Dr Thanos Papathanasiou, Medical Director of Bourn Hall Clinic says while not all women with PCOS have a high BMI, those that do can improve their chances of having a baby either naturally or with fertility treatment, improving diet and losing weight

He says: “For women with PCOS who struggle to lose weight getting help with nutritional advice and a new exercise regime to boost metabolism and help weight loss can also provide long term health benefits,” he says.

Emerald admits that when she and her husband Robert were going through their infertility struggles, she kept it hidden from people. It was only after successful IVF at Bourn Hall Cambridge, that gave the couple baby Margot, that she has started to be more open about their journey.   

“It is amazing how many women I meet now who have also had IVF and felt embarrassed or that they couldn’t talk about it,” she says. “So, we were all going through it at the same time but ‘not together’. I realise now that supporting each other by sharing the journey is really important.” 

So young when we started trying

Emerald met Robert when she was 18 and came off the pill to start a family after they married.  “I was 24 when we first started trying for a baby. We were young so I never imagined that we would have problems getting pregnant.”

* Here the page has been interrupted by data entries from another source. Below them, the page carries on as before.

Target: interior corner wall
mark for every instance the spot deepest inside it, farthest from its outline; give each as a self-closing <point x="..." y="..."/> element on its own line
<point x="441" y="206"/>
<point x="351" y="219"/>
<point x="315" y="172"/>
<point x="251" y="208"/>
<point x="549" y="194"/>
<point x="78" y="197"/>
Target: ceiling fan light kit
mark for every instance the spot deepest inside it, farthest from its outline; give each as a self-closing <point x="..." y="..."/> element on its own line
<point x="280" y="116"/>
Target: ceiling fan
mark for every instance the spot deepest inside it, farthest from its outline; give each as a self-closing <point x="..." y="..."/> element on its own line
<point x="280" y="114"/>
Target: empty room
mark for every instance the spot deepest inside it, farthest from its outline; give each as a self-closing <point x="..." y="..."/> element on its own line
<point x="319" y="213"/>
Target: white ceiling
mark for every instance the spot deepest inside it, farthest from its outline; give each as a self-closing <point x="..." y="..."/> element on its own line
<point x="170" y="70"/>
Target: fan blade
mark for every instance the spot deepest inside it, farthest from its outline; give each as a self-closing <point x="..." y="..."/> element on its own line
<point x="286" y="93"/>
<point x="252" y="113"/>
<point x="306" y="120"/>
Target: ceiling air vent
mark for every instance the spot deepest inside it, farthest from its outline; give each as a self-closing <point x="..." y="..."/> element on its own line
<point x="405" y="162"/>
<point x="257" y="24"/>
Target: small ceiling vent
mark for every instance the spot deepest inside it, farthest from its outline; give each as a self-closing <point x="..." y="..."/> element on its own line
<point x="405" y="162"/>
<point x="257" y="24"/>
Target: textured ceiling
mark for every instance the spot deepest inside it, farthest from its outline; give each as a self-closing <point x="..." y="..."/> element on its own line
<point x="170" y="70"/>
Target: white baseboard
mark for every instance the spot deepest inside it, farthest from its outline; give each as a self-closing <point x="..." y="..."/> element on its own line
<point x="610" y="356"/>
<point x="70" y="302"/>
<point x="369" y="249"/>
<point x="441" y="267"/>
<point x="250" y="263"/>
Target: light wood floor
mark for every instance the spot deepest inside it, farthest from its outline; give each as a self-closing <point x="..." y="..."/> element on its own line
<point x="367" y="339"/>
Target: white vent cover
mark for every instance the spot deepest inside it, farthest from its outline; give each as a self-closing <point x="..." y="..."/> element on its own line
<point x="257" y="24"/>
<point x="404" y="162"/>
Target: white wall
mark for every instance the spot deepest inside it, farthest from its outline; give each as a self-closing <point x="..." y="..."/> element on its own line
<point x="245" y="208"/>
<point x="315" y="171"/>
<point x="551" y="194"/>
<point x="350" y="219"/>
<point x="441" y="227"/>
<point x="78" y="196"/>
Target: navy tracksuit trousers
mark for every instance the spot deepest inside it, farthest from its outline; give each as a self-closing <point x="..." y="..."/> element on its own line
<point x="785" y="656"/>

“I had known it might take my body a while to get back in to the ‘swing of things’ but my periods just stopped,” she says. “So I went to see my GP pretty quickly and she was really good and referred me to a gynaecologist. I was sent for lots of different tests including checking my fallopian tubes which were clear. It was an ultrasound scan that picked up I had PCOS. 

“Robert always desperately wanted children and he had tests done which, at the time, identified his sperm had low morphology (shape and appearance). He took the news really well and once we understood what the issues were was just keen to take the next step.” 

Losing weight boosts fertility

If women with PCOS have no other fertility issues, then sometimes gaining a healthy BMI of between 19-35 can be sufficient to stimulate ovulation (egg production). When helped by the fertility drug Clomid and the ovaries carefully monitored this can result in natural conception. 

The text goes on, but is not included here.